Cien paquetes entregados hoy y, a pesar de ello, todo carecería de valor sin concluir la tarea, la entrega completa. El número 99, el Sr. Ramos. Volvió a salir del edificio. Estaba oscureciendo. Caminó toda la extensión de la calle a ambos lados y detuvo a varios vecinos. Preguntó, inquirió, creó corros de paisanos a su alrededor. Incluso un turista aprovechó la camaradería urbana para sacar fotos del carácter español. Sin embargo, nadie pudo ayudarlo.

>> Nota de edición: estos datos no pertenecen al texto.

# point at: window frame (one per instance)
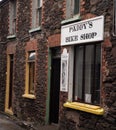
(36, 15)
(93, 82)
(29, 93)
(12, 16)
(114, 17)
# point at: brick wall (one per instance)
(77, 120)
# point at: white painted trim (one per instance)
(70, 82)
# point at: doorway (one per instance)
(9, 85)
(55, 86)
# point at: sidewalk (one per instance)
(7, 123)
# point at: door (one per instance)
(55, 89)
(9, 85)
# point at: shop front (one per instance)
(81, 72)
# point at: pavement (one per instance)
(8, 123)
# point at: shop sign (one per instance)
(64, 70)
(90, 30)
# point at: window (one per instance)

La cena en el nuevo restaurante de su barrio había desaparecido totalmente de su mente. Sólo veía escenas familiares de mujeres gritando: su mujer y su suegra. «Un inútil, si es que no vales para nada; éste es un inútil». Volvió a llamar a varias puertas y a hablar con más gente. Repitió la visita a la casa de salud. Las señoritas dejaron de ser simpáticas. Ningún Ramos, no sabían dónde era el número 99; su correspondencia se dirigía al 97.
Por fin, pensó que no le quedaba otra opción sino saltar la verja del jardín de la mansión del 101. Quizás encontraría allí alguna pista sobre el desaparecido número. Las frases «libertad condicional», «allanamiento de morada», «prisión menor», «un perfecto inútil», «bienvenido a la trena, guapetón» «¿tú, cambiar de vida?», «quien nació ladrón, morirá ladrón» se arremolinaban en su cerebro, más cansado y sudoroso que antes. Se arrepintió en el acto de haberse introducido en propiedad privada y salió del jardín de la mansión con pavor en la mirada. Escrutó los portales de nuevo, ahora en la oscuridad. Arriba y abajo se le vio caminar una vez más por toda la calle.
Mas no quedaba otro lugar por investigar. Con más valor ahora, saltó la verja otra vez; se adentró en la espesura del jardín y quedó maravillado ante la belleza de las dos farolas, que charlaban coquetas sobre una fuente apagada. Un banco escuchaba calmado los sonidos imperceptibles de los haces de luz. Allí se dirigió el mensajero en su primer día de trabajo. Se sentó en un extremo del banco, como con miedo, y miró la única puerta: 101. En el jardín no había más casa que la del perro. Observó el pequeño paquete y lo posó en sus piernas. Le gustaría hacerlo desaparecer. Había maculado un día perfecto. Lo miró desde varias perspectivas, como intentando averiguar su contenido. El paquete lo estaba hipnotizando con su secreto, su misterio oculto. Quizás debía abrirlo. «Un perfecto inútil», «prisión menor», «bienvenido a la trena, guapetón» «¿tú, cambiar de vida?», «quien nació ladrón, morirá ladrón». Emitió un suspiro e intentó contenerse aún unos instantes. El paquete lo seducía con su pasividad. Parecía abrirse a mundos fascinantes, a épocas pasadas. Lo animaba a darse por vencido. Y lo hizo. Se rindió. Se abalanzó sobre él con la avidez de un loco. Rasgó su envoltorio y miró su interior.
Entre sus piernas reposaba una hermosa placa con el número 99.